This lack of control is obviously spotlighted in the opening of Act two when Ford, disguised as Fontana, comes to meet Falstaff. Rodríguez tried to play it off as cool and collected, but at moments, he walked away from Falstaff, trying to find an outlet for his burning rage. It provided perfect visual counterpart to the more relaxed Falstaff, as you wondered whether Ford would suddenly take to beating his rival. Verdi’s music toys with this dynamic, having Ford briefly explode at one point, and Rodríguez’s sound fired through the hall as he stormed toward the door before stopping himself.

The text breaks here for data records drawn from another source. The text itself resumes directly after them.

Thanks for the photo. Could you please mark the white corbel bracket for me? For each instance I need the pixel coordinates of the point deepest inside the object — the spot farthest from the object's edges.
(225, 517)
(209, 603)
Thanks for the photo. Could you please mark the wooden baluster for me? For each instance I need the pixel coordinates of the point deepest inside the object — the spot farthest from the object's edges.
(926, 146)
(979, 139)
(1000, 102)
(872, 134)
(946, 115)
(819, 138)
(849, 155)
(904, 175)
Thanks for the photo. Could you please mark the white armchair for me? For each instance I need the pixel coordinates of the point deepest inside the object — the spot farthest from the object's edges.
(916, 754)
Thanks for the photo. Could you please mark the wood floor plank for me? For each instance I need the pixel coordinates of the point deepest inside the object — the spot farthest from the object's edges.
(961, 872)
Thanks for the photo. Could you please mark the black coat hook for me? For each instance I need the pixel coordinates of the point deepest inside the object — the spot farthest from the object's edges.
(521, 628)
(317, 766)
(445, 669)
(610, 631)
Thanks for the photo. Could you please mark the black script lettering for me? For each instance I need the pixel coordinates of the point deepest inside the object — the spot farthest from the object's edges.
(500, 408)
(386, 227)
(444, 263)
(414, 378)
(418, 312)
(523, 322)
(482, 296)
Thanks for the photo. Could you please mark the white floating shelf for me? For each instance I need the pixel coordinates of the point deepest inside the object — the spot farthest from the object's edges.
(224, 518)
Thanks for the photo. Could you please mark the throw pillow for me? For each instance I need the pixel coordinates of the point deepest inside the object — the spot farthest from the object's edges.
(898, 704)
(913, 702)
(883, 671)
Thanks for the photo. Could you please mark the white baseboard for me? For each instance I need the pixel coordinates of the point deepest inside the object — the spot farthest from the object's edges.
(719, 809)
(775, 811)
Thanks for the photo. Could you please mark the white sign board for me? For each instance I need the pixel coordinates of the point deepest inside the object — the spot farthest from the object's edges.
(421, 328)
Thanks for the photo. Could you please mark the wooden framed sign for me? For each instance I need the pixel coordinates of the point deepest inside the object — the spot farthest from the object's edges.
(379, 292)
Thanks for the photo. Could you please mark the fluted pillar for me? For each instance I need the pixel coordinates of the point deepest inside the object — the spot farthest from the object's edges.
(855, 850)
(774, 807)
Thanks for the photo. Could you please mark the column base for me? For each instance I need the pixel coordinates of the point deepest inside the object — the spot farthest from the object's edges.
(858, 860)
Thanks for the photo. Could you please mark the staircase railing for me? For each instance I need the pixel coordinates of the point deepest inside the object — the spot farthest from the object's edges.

He got that release during the famed monologue “E sogno o realta?” which was the baritone’s best moment of the night, bar none. Throughout, you sensed a push and pull between the ferocious beast unleashed and the dignified gentleman that Ford tried to put on. Here he ripped into the anger of the character, exuding disgust in the lines preceding “lo scoppio,” that final line punctuated by a soaring “Vendicheró l’affronto!” The final “Laudata sempre sia,” sung with a cathartic crescendo up to the high G, betrayed profound pain and sense of loss that intentionally echoes Otello’s similarly pained “Dio mi potevi.” The icing on the cake for the close of the scene was seeing Rodíguez go from such a frenzied, intense, and unhinged emotional moment to playing it exceedingly nice with Maestri’s Falstaff; here he exaggerated his “prima voi,” betraying a sense of frustration that he was working to hide.”